Later on, Melissa and Doug Bernstein made three short films for home video under the "Lights, Camera, Interaction!" banner and under the name "Special Friends", all of these films starring 8-year-old Brett Ambler: "You On Kazoo!" (1989), which promoted a Kazoo toy; "Let's Sing-Along" (1990), which promoted a microphone toy; and "Ring-Along, Sing-Along" (1991), promoting a bell-ringing toy.
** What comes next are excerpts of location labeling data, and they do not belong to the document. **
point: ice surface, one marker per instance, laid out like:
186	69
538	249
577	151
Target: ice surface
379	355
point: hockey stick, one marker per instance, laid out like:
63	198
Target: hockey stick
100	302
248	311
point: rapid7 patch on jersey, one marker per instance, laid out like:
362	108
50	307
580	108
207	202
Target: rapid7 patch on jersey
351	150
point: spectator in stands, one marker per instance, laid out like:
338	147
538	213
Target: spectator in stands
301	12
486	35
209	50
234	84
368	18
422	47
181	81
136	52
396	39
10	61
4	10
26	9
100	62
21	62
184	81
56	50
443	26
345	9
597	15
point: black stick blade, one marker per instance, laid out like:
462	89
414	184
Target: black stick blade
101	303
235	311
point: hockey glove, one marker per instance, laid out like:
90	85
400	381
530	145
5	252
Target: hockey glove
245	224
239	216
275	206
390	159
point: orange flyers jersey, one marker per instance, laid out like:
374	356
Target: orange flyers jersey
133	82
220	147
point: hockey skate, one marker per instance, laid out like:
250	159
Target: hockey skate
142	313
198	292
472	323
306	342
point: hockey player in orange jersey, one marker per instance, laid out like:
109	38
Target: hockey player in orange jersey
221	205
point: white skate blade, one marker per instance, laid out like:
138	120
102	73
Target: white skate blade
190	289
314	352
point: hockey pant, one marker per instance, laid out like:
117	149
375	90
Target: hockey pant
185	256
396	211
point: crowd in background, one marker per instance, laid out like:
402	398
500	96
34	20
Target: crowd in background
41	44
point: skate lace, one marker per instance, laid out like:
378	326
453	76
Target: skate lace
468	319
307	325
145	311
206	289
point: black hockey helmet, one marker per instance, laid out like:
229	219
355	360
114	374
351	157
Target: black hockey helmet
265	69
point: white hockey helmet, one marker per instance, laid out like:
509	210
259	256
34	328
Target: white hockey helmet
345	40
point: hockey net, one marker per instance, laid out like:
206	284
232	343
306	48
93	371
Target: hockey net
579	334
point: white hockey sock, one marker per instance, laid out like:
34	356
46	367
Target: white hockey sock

The videotapes were marketed directly to small, independent toy stores, but did not sell well.
However, these three short films would become famous in the mid-2010s, when "You on Kazoo!" was uploaded to YouTube, and became a viral meme, thanks to the kazoo scenes, and "The Kazoo Kid" would later become the official nickname for Ambler. The video was remixed by Mike Diva in February 2016, and sampled by Florian Rehn Olsson in his SoundCloud song "dootdoot".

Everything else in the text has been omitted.